Okay ... Maurizio, der schöne Frühvierziger mit dem rau-grauen Dreitagebart, ist also nicht per se Food-Fetischist - aber hey, immerhin Italiener. Da muss doch kulinarisch was zu holen sein. »Muss ich euch auch enttäuschen. Ich koche nie und würde eigentlich wochenlang Pasta essen, wenn das nur ginge. In meiner neuen Wohnung haben wir bis jetzt noch gar nicht gekocht. Weil die alten Töpfe nicht auf den Induktionsherd passen.«

Mann, das ist ja wie, sich die aufregendste Stereoanlage des Jahres zu kaufen und gleichzeitig aber alle CDs zu verschenken. Maurizio, warum tust du uns das an? »Und ich habe jetzt auch gar keine Zutaten mitgebracht.« Kochen ohne Zutaten? Sogar Eike Immel hatte im Urwald wenigstens Blätter, Bohnen und Hoden zu essen. Doch alles nicht so wild. Immerhin treffen wir uns in Gaudinos city of choice: King Stuttgart! Und zwar bei seinem Lieblingsitaliener Sante De Santis. Und hoppla, als der lautstark zu uns schreitet, fällt der Groschen: Sante De Santis war einer der populärsten Köche in dem Über-1000-Folgen-Dauerbrenner »Das Kochduell« auf VOX. Er ist flink an der Schwelle zur Hektik, wiegt mehrere hundert Kilo und raucht dabei. Auf eine Küche mit Gesundheitswahn müssen wir uns hier wohl nicht einlassen. Aber Sante besitzt ja immerhin die »Kochduell«-Skills, aus wenig Zutaten etwas Einzigartiges zu zaubern. Er scheucht seinen Tribünenplatz-Kumpel Gaudino und uns auch gleich in die dem Restaurant angeschlossene Kochschule und bricht mit seiner massiven Vehemenz Maurizios Phlegma, das sich eigentlich lieber bekochen lassen würde.

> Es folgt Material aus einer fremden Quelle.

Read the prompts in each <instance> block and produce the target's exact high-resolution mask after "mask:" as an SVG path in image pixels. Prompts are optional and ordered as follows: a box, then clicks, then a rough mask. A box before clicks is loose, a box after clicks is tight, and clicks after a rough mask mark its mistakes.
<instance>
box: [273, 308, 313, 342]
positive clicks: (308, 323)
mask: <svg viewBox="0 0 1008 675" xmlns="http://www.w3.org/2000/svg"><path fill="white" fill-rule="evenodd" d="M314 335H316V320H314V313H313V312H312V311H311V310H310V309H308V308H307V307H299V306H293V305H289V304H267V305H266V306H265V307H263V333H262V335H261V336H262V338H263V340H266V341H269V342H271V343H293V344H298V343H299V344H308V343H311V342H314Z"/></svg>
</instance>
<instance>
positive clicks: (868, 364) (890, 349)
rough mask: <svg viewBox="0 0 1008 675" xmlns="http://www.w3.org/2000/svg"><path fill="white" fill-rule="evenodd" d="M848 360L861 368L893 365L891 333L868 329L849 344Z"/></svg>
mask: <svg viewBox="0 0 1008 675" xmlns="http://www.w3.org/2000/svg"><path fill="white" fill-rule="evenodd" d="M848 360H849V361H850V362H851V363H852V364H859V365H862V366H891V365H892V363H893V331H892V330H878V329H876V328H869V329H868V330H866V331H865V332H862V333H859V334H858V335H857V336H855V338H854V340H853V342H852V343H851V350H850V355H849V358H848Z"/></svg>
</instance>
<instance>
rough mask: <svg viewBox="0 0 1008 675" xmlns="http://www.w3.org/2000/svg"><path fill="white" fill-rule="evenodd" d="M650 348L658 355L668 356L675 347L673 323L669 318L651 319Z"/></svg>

»Letzte Nacht haben wir gesungen mit der Frau Babbel und ihrem Mann«


»Nein! Du machst die Spaghetti selbst! Sollst du lernen!« poltert es in der Mischung aus Italo-Klischee, Drill-Instructor und Wahnsinn. »Haben Sie eigentlich wegen dieser Kochschule Ihr Fernsehkoch-Dasein aufgegeben?«, frage ich, um es sofort wieder zu bereuen. Denn Sante explodiert: »Stupido! Mache ich doch immer noch Fernsehen. Gestern war die ProSieben hier für ›Galileo‹ und habe ich ein Format auf TV Gusto.« Alles klar. Don't mess with Chefkoch. Weiß ja jeder. Und kommt vermutlich allein wegen dieser Performance gern. »Letzte Nacht haben wir gesungen mit der Frau Babbel und ihrem Mann«, gibt Sante weiter, während er Gaudino Himalaya-Salz in eine Schüssel schaufeln lässt. Wertig, oder? »Die Gäste wollen das. Aber unter uns, das macht keinen Unterschied. Das ist für Schwuchteln!«

Oder für Gaudino, der hier im Restaurant schon mit Horst Heldt oder Trappatoni saß und nun in eine Tomatensoße De Santis eingewiesen wird. Und dabei sogar sein weißes Hemd weiß behält. Gaudino war eben schon immer ein Techniker. Und arbeitet nach einem Exkurs ins Managergewerbe (bei Waldhof Mannheim) mittlerweile als Spielerberater. U. a. ist Gomez vom VFB sein Schützling. Gaudino erzählt davon, wie das Handy in diesem Job nie aus sein darf, da seine Jungs mitunter weder die Sprache sprechen noch eine Festanstellung bei Vereinen haben. Maurizio als Mutterschiff für Stars von morgen.

Wegen eines Stars von heute muss er sich dann aber mit seiner Partnerin auch schon verabschieden. Es geht nach München, dort feiert die SonyBMG für eine Freundin der beiden, für Andrea Berg, ein riesiges Fest. Tja, echte Veteranen hat man eben selten für sich allein. Und der hektische Sante ist auch schon weg? Na, schließen wir halt ab. Die Ungelenken, die hinten dicht machen, sind ja auch wichtig beim Fußball.